First World War Poetry Digital Archive

A prisoner's return

My mother, Millicent Burrow, was born in 1900. In September 1918 she began teacher training at Stockwell College at Bromley in Kent. This story relates to her first Christmas vacation, some six weeks after the Armistice.

Millicent's home was in Plymouth. It was a typical late Victorian three bedroomed terrace house with garden back and front and in the back garden a stone floored wash house with, fortunately, drain channels in the floor. One day she was alone in the house, in the kitchen preparing a meal. Somebody
rapped on the garden door and she looked out to see a man standing outside.
At first she thought he was a vagrant. He was filthy, with long hair and beard, wrapped in a tattered blanket.

Then he spoke "Millie, you must help me. I can't go home to my mother like this." He was the son of one of their neighbours who had served in the army on the Western Front and been taken prisoner. When the war ended apparently the guards, who by then had almost nothing themselves, had simply opened the gates of the Prisoner of War camp and said "Go".

The soldiers set out in small groups to walk back across Europe to the Channel Ports. Somehow the men had got across the Channel and then walked to their homes, scrounging what food they could as they went.

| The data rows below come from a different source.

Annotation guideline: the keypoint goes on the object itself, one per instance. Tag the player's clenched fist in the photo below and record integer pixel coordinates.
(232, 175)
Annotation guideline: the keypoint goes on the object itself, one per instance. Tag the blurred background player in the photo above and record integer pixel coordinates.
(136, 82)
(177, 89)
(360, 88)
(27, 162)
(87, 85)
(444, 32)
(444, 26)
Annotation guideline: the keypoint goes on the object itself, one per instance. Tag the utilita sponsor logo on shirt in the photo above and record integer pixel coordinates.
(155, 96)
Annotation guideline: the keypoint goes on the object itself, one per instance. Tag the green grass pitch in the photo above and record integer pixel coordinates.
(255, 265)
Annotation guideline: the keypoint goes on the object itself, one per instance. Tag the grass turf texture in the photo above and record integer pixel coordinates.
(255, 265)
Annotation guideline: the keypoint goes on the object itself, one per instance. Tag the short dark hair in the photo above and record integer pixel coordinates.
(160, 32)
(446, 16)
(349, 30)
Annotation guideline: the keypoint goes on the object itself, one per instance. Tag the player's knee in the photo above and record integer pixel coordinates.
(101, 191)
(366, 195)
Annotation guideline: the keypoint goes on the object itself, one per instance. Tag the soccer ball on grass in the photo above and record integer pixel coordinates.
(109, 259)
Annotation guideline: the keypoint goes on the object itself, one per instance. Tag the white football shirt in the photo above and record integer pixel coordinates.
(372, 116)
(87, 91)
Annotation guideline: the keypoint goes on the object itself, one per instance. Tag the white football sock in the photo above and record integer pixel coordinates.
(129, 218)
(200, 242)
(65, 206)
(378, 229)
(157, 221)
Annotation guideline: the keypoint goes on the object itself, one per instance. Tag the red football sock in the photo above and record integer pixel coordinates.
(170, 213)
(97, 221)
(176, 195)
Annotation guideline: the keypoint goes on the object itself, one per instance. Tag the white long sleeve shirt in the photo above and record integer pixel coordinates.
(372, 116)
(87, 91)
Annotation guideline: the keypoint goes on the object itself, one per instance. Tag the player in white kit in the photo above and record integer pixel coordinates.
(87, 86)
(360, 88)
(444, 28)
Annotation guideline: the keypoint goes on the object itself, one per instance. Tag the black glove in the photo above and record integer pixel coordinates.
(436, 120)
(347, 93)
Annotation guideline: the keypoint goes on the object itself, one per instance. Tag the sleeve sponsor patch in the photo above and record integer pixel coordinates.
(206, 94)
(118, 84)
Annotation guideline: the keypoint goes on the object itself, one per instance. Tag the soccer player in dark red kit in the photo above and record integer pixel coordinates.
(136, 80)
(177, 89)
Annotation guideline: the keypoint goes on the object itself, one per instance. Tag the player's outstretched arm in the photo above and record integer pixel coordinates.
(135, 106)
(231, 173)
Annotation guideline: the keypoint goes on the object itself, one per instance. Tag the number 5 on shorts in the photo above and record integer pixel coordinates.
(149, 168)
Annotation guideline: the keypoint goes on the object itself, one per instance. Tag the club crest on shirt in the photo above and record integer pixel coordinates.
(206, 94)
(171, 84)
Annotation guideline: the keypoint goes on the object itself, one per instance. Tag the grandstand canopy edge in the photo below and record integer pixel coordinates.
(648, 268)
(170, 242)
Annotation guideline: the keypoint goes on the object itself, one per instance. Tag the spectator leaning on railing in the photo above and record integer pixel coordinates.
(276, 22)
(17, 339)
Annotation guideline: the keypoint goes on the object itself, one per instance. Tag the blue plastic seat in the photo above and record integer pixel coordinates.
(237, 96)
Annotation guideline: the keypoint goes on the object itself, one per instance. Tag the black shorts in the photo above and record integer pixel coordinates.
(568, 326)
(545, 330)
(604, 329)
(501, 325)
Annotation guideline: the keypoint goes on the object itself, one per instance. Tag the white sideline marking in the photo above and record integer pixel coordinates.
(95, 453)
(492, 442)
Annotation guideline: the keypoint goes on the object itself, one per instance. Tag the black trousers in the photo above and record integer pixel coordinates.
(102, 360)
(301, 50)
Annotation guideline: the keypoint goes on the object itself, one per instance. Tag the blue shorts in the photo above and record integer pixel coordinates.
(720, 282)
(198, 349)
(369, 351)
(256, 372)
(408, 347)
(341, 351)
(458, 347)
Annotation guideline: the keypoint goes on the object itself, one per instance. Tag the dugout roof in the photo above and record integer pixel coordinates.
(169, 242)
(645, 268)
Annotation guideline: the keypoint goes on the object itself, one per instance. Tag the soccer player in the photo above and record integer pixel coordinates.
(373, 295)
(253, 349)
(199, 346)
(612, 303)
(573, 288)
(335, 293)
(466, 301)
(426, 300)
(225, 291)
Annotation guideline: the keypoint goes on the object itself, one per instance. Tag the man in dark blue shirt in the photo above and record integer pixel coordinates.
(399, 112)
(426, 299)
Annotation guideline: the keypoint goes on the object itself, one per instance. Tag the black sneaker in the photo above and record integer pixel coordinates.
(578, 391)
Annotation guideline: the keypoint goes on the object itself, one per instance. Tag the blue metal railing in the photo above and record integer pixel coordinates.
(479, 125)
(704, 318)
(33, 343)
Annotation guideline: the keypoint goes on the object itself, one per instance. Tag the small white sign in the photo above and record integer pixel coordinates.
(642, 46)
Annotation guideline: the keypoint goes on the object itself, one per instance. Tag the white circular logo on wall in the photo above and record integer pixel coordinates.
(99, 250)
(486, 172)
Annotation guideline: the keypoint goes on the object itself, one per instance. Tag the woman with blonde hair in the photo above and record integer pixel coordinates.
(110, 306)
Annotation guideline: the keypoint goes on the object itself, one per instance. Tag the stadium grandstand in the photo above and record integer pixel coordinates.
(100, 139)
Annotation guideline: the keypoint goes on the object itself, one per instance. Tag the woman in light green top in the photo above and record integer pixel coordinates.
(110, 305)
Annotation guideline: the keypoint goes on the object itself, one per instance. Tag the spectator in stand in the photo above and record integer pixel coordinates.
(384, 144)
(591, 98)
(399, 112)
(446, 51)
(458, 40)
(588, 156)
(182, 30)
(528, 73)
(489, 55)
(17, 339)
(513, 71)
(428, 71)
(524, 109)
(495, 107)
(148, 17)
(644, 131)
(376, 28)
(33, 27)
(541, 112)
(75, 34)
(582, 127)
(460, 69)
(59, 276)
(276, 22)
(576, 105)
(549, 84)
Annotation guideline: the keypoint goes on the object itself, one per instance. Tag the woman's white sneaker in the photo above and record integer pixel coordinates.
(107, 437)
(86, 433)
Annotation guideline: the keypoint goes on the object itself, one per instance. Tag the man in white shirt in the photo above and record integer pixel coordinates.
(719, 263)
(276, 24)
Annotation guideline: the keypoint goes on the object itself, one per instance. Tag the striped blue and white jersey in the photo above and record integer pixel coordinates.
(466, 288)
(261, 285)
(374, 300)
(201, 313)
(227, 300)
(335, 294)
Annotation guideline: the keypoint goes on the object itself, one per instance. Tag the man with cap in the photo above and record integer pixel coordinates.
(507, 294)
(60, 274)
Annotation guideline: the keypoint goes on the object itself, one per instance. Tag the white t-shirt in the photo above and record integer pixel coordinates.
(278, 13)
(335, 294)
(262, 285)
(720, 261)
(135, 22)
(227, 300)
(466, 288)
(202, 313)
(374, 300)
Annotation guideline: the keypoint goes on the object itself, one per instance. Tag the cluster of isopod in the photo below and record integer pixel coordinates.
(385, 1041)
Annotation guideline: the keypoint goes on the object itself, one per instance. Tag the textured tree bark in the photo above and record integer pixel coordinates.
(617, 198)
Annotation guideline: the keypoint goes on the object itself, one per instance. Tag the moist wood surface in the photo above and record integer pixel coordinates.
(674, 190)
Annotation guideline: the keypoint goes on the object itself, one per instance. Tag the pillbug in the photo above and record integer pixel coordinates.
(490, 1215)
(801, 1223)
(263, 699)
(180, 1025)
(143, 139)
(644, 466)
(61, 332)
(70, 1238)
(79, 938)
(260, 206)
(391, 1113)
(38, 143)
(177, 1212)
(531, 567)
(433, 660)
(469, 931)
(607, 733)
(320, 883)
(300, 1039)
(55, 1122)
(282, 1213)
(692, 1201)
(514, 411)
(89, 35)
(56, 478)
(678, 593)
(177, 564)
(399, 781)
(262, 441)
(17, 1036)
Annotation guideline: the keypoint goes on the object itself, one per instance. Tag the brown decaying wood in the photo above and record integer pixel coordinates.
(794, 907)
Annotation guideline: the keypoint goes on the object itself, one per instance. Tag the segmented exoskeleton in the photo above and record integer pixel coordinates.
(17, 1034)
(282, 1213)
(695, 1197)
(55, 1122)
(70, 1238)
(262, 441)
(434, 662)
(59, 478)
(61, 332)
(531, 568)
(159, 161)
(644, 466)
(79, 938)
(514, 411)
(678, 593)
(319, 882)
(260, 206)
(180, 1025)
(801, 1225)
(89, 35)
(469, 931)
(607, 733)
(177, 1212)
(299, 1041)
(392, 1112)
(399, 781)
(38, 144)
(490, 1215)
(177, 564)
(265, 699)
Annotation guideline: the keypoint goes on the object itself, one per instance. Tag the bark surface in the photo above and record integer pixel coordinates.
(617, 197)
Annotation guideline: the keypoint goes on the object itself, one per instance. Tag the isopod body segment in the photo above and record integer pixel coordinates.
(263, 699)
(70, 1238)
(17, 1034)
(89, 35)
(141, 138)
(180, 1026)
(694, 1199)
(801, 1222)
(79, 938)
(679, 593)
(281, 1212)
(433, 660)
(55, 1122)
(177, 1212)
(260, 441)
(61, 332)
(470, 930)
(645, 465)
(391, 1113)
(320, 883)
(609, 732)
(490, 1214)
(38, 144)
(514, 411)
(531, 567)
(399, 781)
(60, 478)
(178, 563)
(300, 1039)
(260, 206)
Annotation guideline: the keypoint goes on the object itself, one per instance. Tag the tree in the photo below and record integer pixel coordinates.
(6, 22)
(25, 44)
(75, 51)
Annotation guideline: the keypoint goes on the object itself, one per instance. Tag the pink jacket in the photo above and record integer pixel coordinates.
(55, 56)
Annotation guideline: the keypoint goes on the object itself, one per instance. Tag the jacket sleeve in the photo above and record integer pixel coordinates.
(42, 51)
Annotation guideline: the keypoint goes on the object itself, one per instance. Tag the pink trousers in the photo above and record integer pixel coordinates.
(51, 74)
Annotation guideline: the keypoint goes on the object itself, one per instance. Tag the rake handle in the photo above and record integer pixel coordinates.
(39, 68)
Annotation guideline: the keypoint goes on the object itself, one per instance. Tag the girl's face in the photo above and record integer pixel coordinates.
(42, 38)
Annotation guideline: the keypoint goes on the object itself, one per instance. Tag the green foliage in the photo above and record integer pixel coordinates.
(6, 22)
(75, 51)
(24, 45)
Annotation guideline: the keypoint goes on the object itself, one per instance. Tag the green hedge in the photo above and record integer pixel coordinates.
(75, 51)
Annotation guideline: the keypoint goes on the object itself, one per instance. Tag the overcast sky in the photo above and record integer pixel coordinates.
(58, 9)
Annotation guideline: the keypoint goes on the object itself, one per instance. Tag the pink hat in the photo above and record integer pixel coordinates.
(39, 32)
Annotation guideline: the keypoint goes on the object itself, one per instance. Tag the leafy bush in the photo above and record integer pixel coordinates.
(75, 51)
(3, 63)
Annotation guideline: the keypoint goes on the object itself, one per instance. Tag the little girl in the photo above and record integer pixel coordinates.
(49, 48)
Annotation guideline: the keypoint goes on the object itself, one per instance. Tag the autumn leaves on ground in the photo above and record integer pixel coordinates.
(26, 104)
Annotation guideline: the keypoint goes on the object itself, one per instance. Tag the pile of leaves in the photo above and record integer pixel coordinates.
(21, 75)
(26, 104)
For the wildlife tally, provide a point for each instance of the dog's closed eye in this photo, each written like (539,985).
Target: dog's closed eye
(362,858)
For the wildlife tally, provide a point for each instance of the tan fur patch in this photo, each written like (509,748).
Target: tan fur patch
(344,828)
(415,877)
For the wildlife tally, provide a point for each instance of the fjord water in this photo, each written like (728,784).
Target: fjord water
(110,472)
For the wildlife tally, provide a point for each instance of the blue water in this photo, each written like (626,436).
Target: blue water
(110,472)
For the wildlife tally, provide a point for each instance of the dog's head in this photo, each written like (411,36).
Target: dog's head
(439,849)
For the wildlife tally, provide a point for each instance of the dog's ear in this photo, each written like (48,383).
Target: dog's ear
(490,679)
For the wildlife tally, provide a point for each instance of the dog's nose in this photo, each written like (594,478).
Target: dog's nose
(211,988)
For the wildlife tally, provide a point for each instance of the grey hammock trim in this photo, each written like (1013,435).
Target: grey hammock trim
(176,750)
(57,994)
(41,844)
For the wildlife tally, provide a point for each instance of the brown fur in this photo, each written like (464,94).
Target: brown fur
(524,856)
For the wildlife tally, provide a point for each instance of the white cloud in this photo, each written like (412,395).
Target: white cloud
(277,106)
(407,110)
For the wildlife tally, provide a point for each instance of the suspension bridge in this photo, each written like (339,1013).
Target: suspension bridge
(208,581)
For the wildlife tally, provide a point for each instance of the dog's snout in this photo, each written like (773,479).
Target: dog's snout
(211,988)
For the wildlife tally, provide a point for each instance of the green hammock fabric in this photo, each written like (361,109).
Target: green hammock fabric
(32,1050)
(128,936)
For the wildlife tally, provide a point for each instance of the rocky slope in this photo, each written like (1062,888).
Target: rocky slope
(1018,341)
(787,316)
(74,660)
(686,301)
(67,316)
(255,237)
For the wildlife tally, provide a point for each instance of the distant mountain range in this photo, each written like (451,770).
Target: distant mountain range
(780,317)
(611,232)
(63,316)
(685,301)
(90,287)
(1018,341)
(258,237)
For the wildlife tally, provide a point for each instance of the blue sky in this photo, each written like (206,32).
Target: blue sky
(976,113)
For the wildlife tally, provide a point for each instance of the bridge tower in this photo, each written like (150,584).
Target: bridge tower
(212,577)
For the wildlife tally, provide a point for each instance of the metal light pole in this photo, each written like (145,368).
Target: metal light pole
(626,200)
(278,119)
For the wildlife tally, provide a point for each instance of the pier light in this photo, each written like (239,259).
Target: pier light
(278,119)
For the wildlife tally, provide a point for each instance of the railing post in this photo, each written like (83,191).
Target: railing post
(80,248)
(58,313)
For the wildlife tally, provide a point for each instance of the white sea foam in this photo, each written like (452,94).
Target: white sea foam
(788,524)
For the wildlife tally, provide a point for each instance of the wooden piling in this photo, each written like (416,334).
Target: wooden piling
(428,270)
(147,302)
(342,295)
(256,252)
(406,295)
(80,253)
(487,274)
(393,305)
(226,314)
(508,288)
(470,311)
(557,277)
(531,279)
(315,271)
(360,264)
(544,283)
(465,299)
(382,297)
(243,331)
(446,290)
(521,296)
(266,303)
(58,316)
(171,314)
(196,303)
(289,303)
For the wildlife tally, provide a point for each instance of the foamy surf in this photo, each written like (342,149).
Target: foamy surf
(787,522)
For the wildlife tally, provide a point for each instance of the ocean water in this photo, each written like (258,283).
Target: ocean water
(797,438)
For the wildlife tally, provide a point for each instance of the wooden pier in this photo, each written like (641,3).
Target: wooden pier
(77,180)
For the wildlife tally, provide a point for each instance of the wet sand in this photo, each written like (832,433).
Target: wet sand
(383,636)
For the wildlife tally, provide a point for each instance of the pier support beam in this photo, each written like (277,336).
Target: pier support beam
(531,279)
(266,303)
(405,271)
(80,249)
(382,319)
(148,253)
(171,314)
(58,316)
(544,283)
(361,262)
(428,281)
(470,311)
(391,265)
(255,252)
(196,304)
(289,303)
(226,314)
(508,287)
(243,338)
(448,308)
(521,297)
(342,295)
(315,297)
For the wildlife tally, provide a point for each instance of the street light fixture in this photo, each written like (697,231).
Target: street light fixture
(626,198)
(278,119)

Quickly my mother realised what she must do. She took him into the wash house and stripped him of his filthy clothes which she proceeded to burn in the copper which was normally used to heat water for washing. I doubt if she had ever seen a naked man before but she proceeded to sluice him down with buckets of water. Then when he was relatively clean she fetched some clothes belonging to her brother, who was still in the army. When he was dressed she took him back into the kitchen, gave him a cup of tea and when he was ready sent him next door to his family.